Another thing to acknowledge about the life of the Spirit is that we come in different spiritual types. There’s always value in setting aside quiet time and getting away from all distractions to focus your thoughts on God and open yourself to the movement of the Spirit. But that’s easier for some than for others. Some, whose spiritual type is more extroverted, are more open to God’s spirit when they’re with others. They can notice God at work more clearly in conversation with others. Some people have a hard time sitting still, and their prayers are deeper when they’re walking or running. Some find techniques from other religious traditions help them focus on the Spirit of God, and incorporate yoga or tai chi in their spiritual life. Knowing yourself lets you allow for what works best for you as a way to notice what God is doing and to discern how God is moving in your life.
Some worry that all this sounds self-absorbed. After all, didn’t Jesus come to serve others? Doesn’t he tell us that the way to find ourselves is to lose ourselves and to give freely of ourselves? Of course.

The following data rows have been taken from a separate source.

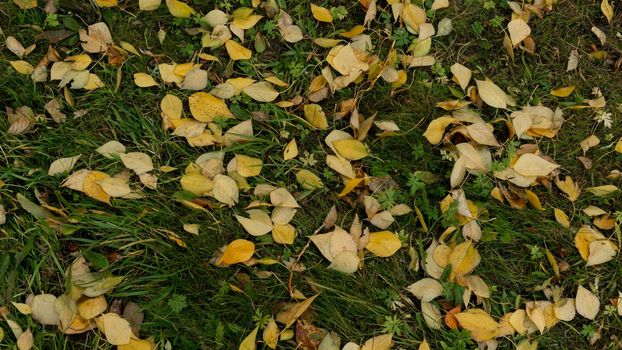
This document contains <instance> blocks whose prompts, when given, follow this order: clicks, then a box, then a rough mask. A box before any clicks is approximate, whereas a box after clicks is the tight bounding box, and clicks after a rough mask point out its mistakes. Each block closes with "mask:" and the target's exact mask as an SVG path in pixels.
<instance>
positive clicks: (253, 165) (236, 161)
mask: <svg viewBox="0 0 622 350" xmlns="http://www.w3.org/2000/svg"><path fill="white" fill-rule="evenodd" d="M235 161H236V163H237V169H238V174H240V175H241V176H244V177H251V176H257V175H259V174H260V173H261V168H262V166H263V162H262V161H261V159H259V158H254V157H249V156H245V155H243V154H237V153H236V155H235Z"/></svg>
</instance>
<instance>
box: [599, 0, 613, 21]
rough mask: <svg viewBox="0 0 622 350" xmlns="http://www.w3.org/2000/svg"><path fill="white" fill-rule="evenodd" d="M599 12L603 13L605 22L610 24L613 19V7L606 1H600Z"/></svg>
mask: <svg viewBox="0 0 622 350" xmlns="http://www.w3.org/2000/svg"><path fill="white" fill-rule="evenodd" d="M600 10H601V11H602V12H603V15H605V17H607V22H609V23H611V20H612V19H613V7H612V6H611V5H610V4H609V1H608V0H602V1H601V3H600Z"/></svg>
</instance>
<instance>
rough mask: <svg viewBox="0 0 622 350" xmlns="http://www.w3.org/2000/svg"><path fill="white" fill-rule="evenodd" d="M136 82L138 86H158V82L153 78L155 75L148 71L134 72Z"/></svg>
mask: <svg viewBox="0 0 622 350" xmlns="http://www.w3.org/2000/svg"><path fill="white" fill-rule="evenodd" d="M134 84H136V86H138V87H151V86H158V82H157V81H155V79H153V77H152V76H151V75H149V74H147V73H135V74H134Z"/></svg>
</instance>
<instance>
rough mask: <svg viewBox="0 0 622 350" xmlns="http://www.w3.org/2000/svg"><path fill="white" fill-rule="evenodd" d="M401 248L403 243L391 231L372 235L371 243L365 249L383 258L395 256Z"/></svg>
mask: <svg viewBox="0 0 622 350" xmlns="http://www.w3.org/2000/svg"><path fill="white" fill-rule="evenodd" d="M401 247H402V241H400V238H399V237H398V236H397V235H396V234H395V233H393V232H390V231H380V232H372V233H370V234H369V241H368V242H367V244H366V245H365V249H367V250H369V251H370V252H371V253H372V254H374V255H376V256H379V257H381V258H386V257H389V256H391V255H393V254H395V253H396V252H397V251H398V250H399V249H400V248H401Z"/></svg>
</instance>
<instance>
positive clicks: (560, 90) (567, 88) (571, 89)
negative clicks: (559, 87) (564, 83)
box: [551, 85, 577, 97]
mask: <svg viewBox="0 0 622 350" xmlns="http://www.w3.org/2000/svg"><path fill="white" fill-rule="evenodd" d="M576 87H577V86H576V85H570V86H564V87H560V88H557V89H553V90H551V95H553V96H557V97H568V96H570V94H572V92H573V91H574V89H575V88H576Z"/></svg>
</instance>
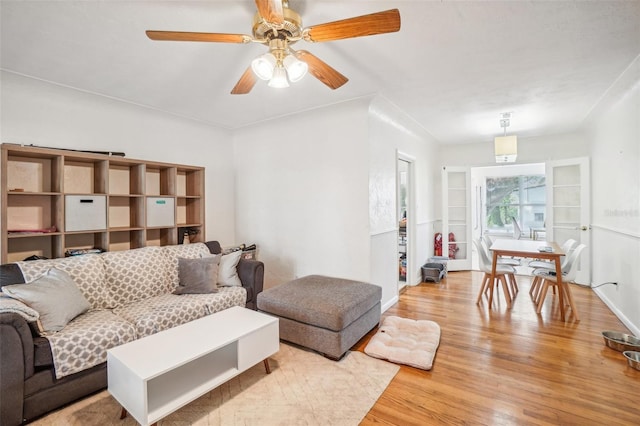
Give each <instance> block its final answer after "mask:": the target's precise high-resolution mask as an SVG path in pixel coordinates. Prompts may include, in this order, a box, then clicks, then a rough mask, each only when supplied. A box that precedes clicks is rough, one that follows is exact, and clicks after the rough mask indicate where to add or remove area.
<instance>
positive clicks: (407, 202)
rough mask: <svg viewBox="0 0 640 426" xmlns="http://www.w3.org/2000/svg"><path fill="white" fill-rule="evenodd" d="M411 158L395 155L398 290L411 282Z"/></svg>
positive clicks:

The whole point of knowing yourself is so you can cooperate with what God’s Spirit is doing in you to shape you into a person who is more like Christ. Christ gave himself for the world, and as he shapes us, we become more and more for the world.
Isaiah describes what happens as we grow in the Spirit. He was addressing people who had become self-absorbed in their spirituality, for whom their prayers and their worship and their piety had become simply another means of self-fulfillment. Isaiah wrote:
Is this not the fast that I choose: to loose the
bonds of injustice, to undo the thongs of the yoke to let the oppressed go free, and to break every yoke.
Is it not to share your bread with the hungry, and bring the homeless poor into your house;
when you see the naked, to cover them,
and not to hide yourself from your own kin?
As we grow in the life of Christ, we become more like Christ, who gave himself for the world. Just as he sought out the poor and the downtrodden, we become more aware of the needs of others. We notice the poor in our midst. We lose our complacency toward injustice. It starts to matter that so many people in Africa are dying of AIDS, that our government is in cahoots with oppressive dictators, that the rich get richer while the poor get poorer.
And all that activity leads us back here to worship, and to prayer and to reflection so that we understand what we do and why we do it. We give thanks for what we have seen – the power of God working in places where it’s often overlooked. And as we give thanks, God’s Spirit searches the depths of our spirits and opens our eyes to see what else the redeeming power of Christ is up to and join with him, in our homes, our schools, our places of work, wherever we are, and receive what he has prepared for us, which is beyond anything we ever imagined.